C’est à la fois un constat et un conseil, qui va mieux en le disant. Il faut vraiment trouver ce qui nous fait plaisir, ce qui sera un moment juste pour nous, un moment chez le coiffeur, un achat vestimentaire, un thé en lisant un livre, une nouvelle bougie allumée toujours à la même heure et qui sent bon… J’ai fait une liste, qui évolue, et qui doit encore évoluer, et j’adore l’interroger et y piocher de l’inspiration. Par exemple, si je choisis d’écrire « faire des crêpes » dedans, et qu’un jour je passe à l’acte, la certitude de m’être fait plaisir à moi (et pas seulement à ceux qui mangent les crêpes avec moi) est décuplée. C’est vraiment une technique qui aide à ne pas orienter la pensée vers une sorte de « je me sacrifie pour les autres », d’une part parce qu’il ne faudrait pas que ce soit le cas, d’autre part parce que parfois cette pensée naît sans fondement et que l’entretenir cause une peine inutile. Le vendredi soir, je vais au cours de danse, Camille n’a pas de bain, son repas est plus rapide, le rituel du coucher expédié, on commande une pizza, on se couche avec une maison en vaste désordre : tant pis, je l’assume et l’accepte, je suis mieux, et du coup, mes deux hommes aussi, bref tout le monde est content.

-Avoir confiance

Encore, cela va mieux en le disant : vous êtes capable, vous pouvez le faire. (Je voudrais un sweat shirt avec écrit un truc du genre « je suis une maman qui déchire » dessus) (personne ne dit sweat shirt, j’avais envie). Il faut s’appuyer sur la confiance que placent les autres en nous, parfois supérieure à celle que nous plaçons en nous-mêmes. On se dit tou(te)s que les autres peuvent et pas nous. Ils ont raison, pourtant, ces bougres, et c’est très logique : si tout le monde fait davantage confiance aux autres pour se sortir d’une situation que sur soi-même, l’humanité est faite de gens dignes de confiance, qui peuvent se sortir de toutes les situations, donc, comme nous faisons partie de cette humanité, nous pouvons avoir confiance en nous-mêmes pour se sortir de la situation, CQFD. Plus sérieusement, on a tou-t-es des ressources qu’on ne soupçonne pas, et, une fois l’aventure lancée, la machine tourne, et on y arrive, on me le disait, et je ne le croyais pas pour moi. (Et puis si.) (Enfin un peu.)

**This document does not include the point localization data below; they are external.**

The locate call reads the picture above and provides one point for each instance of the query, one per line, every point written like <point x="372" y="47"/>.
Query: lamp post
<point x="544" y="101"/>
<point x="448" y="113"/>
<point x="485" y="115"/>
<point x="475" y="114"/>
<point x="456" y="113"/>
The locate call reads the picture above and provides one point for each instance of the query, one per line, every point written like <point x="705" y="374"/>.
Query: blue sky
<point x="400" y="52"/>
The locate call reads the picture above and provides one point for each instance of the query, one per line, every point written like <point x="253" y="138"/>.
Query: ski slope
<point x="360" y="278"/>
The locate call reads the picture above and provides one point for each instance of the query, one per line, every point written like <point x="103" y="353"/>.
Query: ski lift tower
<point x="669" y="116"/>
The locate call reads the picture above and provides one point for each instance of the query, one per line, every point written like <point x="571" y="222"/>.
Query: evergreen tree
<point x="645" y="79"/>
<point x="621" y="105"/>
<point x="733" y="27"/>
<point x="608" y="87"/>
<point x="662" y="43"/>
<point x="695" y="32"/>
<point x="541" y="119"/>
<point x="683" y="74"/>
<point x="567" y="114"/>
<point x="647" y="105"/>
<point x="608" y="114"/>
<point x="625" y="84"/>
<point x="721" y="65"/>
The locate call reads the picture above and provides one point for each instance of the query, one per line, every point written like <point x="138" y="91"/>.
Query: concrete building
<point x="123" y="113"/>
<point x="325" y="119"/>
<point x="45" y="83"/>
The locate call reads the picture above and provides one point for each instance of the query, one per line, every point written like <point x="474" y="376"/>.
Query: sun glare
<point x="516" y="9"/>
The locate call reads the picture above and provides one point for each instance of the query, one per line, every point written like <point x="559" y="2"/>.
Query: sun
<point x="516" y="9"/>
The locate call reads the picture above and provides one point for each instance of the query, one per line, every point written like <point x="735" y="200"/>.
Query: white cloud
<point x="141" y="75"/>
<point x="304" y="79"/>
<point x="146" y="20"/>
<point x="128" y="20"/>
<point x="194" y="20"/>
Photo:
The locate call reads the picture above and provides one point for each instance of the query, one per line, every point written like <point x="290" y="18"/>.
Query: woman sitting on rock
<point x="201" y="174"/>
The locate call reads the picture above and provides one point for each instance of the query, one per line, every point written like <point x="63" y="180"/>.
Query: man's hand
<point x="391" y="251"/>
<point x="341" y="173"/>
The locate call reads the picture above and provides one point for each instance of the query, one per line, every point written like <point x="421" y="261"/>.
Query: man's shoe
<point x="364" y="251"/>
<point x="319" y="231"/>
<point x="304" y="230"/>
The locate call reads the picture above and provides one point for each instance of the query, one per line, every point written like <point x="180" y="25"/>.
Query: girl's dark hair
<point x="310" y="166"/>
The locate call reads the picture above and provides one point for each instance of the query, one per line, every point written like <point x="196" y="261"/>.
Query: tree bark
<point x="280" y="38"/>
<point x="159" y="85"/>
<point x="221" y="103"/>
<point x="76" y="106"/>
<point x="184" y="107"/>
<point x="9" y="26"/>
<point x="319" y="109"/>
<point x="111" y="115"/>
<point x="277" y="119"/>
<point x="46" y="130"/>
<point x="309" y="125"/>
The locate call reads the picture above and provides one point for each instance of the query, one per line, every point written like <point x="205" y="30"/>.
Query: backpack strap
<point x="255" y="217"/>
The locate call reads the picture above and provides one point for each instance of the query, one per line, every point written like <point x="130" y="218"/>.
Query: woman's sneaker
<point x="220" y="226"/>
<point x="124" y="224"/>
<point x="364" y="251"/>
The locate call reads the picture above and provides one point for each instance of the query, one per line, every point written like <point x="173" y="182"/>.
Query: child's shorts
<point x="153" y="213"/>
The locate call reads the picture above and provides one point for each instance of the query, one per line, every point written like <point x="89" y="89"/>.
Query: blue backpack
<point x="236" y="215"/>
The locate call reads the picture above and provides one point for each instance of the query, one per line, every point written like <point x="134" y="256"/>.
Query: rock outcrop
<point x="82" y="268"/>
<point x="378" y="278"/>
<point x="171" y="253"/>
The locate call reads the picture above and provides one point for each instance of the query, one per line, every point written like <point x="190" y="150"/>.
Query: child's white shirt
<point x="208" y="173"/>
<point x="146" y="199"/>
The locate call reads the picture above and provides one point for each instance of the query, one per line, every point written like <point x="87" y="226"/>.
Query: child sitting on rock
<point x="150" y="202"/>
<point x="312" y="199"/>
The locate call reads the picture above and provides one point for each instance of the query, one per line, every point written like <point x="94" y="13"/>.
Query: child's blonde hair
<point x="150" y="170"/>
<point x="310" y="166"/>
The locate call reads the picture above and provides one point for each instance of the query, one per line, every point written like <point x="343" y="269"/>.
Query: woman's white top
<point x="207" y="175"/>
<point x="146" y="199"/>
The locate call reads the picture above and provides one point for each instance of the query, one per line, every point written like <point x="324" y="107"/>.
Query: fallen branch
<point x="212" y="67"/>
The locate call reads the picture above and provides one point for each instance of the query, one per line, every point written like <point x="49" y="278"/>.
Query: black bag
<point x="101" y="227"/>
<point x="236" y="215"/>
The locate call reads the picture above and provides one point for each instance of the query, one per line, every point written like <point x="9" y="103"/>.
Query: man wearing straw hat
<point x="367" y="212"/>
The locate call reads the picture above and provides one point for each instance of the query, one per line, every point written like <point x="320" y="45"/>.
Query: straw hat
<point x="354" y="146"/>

Voilà : rien de révolutionnaire dans ces conseils, juste des petits drapeaux en forme de pensées à noter bien. Moralité : bisous à toutes les mamans, actuelles et futures, qui assurent, qui sont des déesses, des badass de la vie, et qui réussiront à tout mener de front. Mums run the world, et mum’s power, jusqu’à la fin des temps.